Il faut à présent réatterrir en 2023 et se demander ce que cette histoire vieille de quarante ans, après la déflagration #MeToo et en pleine guerre de tranchées des féminismes, a à nous dire aujourd’hui. Direction la Cité des arts, aux abords de la Seine, qui accueille en ses murs une tripotée d’artistes venus du monde entier pour rendre hommage, à l’occasion d’une riche exposition conçue dans le cadre du Festival d’automne, à ces «Défricheuses».

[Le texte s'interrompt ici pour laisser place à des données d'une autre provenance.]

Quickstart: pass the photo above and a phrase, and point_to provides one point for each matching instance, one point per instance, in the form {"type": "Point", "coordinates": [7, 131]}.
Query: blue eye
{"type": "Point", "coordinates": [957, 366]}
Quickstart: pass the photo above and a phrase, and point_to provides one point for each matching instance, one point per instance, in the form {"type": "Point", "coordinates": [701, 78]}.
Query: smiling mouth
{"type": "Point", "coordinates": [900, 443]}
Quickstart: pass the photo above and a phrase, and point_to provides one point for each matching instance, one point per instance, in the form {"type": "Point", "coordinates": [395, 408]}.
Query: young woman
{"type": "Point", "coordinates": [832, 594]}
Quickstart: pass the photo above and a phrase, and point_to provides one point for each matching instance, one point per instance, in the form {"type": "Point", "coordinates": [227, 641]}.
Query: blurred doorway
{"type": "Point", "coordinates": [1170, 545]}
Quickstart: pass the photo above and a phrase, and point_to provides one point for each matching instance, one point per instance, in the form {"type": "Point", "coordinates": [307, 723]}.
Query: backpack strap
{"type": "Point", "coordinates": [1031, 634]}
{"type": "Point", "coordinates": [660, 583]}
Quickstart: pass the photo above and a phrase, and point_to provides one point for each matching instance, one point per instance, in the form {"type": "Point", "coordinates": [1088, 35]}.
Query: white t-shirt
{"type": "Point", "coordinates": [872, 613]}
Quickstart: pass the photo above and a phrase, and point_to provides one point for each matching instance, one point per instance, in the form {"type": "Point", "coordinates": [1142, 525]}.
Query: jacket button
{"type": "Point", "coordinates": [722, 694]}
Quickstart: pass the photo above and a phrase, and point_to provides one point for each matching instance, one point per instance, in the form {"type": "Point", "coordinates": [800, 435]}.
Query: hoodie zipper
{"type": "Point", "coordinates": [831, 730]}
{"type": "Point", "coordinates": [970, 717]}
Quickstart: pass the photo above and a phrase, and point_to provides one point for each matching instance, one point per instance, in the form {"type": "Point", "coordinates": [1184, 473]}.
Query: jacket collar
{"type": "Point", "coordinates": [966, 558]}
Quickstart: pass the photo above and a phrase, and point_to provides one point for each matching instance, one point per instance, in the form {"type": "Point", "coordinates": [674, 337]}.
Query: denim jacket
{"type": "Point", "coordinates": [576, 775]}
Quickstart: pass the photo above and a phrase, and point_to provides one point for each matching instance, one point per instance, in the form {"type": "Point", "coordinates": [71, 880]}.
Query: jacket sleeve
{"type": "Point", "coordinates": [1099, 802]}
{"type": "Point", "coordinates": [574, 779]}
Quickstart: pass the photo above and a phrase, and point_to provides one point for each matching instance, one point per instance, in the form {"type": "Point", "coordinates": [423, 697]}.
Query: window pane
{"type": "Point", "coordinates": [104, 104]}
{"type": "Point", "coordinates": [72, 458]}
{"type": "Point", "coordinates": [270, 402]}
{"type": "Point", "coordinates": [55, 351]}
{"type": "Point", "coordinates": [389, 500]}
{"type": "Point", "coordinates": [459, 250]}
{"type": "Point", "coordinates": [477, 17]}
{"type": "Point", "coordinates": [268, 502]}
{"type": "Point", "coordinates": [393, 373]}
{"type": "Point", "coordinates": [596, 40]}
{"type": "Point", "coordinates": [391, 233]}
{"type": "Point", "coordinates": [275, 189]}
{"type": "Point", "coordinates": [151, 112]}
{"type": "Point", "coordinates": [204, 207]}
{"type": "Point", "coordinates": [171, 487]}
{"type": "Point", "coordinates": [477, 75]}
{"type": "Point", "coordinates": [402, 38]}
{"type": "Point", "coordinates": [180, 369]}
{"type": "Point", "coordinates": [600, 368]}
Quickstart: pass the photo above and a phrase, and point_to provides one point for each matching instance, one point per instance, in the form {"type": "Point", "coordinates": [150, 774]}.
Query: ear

Cut-up. Natasa Petresin-Bachelez, la responsable de la programmation culturelle de la Cité, prolonge ainsi un projet déjà mené avec la complicité de l’historienne de l’art Giovanna Zaperi autour de la figure centrale de Delphine Seyrig, actrice culte d’Akerman, Resnais ou Duras, mais aussi militante sur tous les fronts dans les années 70 et 80. Cette fois-ci, le projet s’ouvre, bien au-delà de la figure de Seyrig, sur une famille à géométrie variable de femmes, artistes et militantes qui, par-delà les pratiques et les années, ont des choses à se dire. Projet réalisé avec le soutien de la précieuse Nicole Fernández Ferrer, témoin et actrice de la première heure de Simone-de-Beauvoir, formée elle aussi dans les ateliers vidéo en non-mixité que Carole Roussopoulos organisait chez elle, et qui a repris le flambeau du centre en 2003 (récupérant les archives déposées au CNC depuis le début des années 90, continuant de collecter des archives vidéo qui, jure-t-elle, continuent d’arriver, transférant les bandes passantes sur des supports numériques plus adaptés).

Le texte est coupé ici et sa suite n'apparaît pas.